The V. proteolyticus secretome.

To identify the secreted proteins that mediate the cytotoxic effects of V. proteolyticus, we analyzed the V. proteolyticus secretome. To do so, we grew V. proteolyticus in liquid cultures and collected the media that contained the secreted proteins for analysis using label-free mass spectrometry (MS). Various classes of proteins were detected in the V. proteolyticus secretome, including flagellar proteins, nucleases, various peptidases and metalloproteases, and other hydrolytic enzymes (see Data Set S1 in the supplemental material). Among the potential virulence factors identified in the V. proteolyticus secretome are chitinases (GenBank sequence accession numbers GAD67278, GAD66187, GAD67897, GAD68832, and GAD68648), putative collagenases (accession numbers GAD66734 and GAD68603), neutral protease (accession number GAD68370), extracellular lipase (accession number GAD68208), a leukocidin hemolysin (accession number GAD67085), and a putative mucinase (accession number GAD66134).

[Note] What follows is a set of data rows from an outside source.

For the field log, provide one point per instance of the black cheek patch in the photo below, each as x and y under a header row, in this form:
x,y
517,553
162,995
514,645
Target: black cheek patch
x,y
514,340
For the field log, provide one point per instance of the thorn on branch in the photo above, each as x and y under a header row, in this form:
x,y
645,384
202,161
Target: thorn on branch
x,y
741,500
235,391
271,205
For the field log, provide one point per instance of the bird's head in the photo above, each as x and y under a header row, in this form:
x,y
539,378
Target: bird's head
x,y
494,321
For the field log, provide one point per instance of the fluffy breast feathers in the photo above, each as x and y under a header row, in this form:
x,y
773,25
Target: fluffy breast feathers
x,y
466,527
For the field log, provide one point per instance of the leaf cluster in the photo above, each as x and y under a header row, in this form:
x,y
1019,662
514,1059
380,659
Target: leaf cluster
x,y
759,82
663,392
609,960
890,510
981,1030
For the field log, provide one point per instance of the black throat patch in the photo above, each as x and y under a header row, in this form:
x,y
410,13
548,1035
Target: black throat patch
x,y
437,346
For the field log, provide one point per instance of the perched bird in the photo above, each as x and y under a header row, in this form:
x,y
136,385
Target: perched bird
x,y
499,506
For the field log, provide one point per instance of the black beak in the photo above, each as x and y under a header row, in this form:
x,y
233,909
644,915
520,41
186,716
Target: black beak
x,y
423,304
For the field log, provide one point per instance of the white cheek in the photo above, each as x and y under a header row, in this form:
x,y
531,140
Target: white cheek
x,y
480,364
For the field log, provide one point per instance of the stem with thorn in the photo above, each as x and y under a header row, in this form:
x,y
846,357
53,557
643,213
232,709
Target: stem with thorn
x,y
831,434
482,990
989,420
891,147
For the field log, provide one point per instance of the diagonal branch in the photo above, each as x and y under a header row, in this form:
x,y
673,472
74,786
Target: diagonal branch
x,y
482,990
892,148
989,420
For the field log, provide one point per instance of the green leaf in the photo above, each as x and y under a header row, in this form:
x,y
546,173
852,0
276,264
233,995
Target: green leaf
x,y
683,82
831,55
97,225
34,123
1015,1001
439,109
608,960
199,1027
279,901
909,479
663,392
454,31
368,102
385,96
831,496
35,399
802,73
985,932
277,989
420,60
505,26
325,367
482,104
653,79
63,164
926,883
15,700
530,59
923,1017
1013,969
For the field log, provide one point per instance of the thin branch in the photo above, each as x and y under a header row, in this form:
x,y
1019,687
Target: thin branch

In addition, we identified several known secreted structural components of the T6SS, such as Hcp (accession numbers GAD65723, GAD66993, and GAD68053), VgrG (accession numbers GAD65726 and GAD66994), and PAAR-repeat-containing proteins (accession numbers GAD66641 and GAD67118) (26) (see Data Set S1), indicating that V. proteolyticus-encoded T6SSs are active under the examined growth conditions. Moreover, several predicted T6SS effectors that belong to the MIX effector class (27) were identified. These MIX effectors include putative antibacterial toxins (accession numbers GAD69221, GAD66988, GAD69368, and GAD67118) as well as putative virulence toxins such as those with accession numbers GAD68164 and GAD68163. The latter contains a virulence-mediating cytotoxic necrotizing factor 1 (CNF1) domain (2729). It should be noted that we did not identify a T3SS in this bacterium, nor did we identify other common virulence factors, such as pili, in the secretome.

V. proteolyticus T6SSs do not mediate HeLa cell lysis.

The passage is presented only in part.